Any suggestions for print speed using a makerbot 5th gen replicator?

You can try 2000mm/m but I am not sure, best thing you can do is to print at default speed of your printer :-).

Hope for good results!

Can you suggest me what to do when my printer can't do the bridging test or overhang test? Thanks

BTW Slovensko/Česko? (if you don't understand let it be)

And yes, I am from Czech Republic.
You can DM me on “[email protected]

Hello, firstly check your temperature.
If you are printing with ABS, you should have about 220-240 degree of Celsius. If you are printing with PLA, your temperature should be about 190-220 degree of Celsius.
Also be sure that your fans are spinning, otherwise printer wouldn’t be able to bridge at all. FANS ARE VERY IMPORTANT!!!
Lastly, lower your printing speed. Your printer is maybe too fast and that isn’t good too.....

Hope this help, tell me if it works!

i will test with abs 0.2 layer and 125 mm/sec speed on ultimaker 2+

Well sounds good!
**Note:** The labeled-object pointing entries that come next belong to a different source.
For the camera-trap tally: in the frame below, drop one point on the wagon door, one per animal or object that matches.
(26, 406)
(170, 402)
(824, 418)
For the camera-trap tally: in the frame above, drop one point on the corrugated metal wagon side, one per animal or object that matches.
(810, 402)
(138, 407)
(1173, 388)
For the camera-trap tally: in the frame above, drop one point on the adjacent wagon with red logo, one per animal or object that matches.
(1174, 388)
Be sure to post it here after you make it!
Glad to hear that someone is going to print my creation!

Recommend Layer Resolution and Print Speed?

Depends on your printer. :-)

Too cool, thank you very much.

Has lots of features to see your printers limitations.
However, 13 hours for a test print. Way too big, with lots of excess/unnecessary blocks.

Well, it’s made for new 3D printers to completely test their abilities! Otherwise I Hope you like my print! Seeing a mail from Thingiverse “made” always makes me so happy!

Great project! All things tested in only one file!

Thanks! It always charges me up when I see a new positive comment on my thing! Thanks for moral support!

I’m going to use this as a decoration

Like really? Do you like my design so much?
It's really nice for me to know that someone appreciate my work :-).

Hehehe :-D, really?

Should this be printed as designed (upright) or flat on it's back?

Flat, it's design mistake :-). Hope you enjoy it!

Would be much more challenging on its side!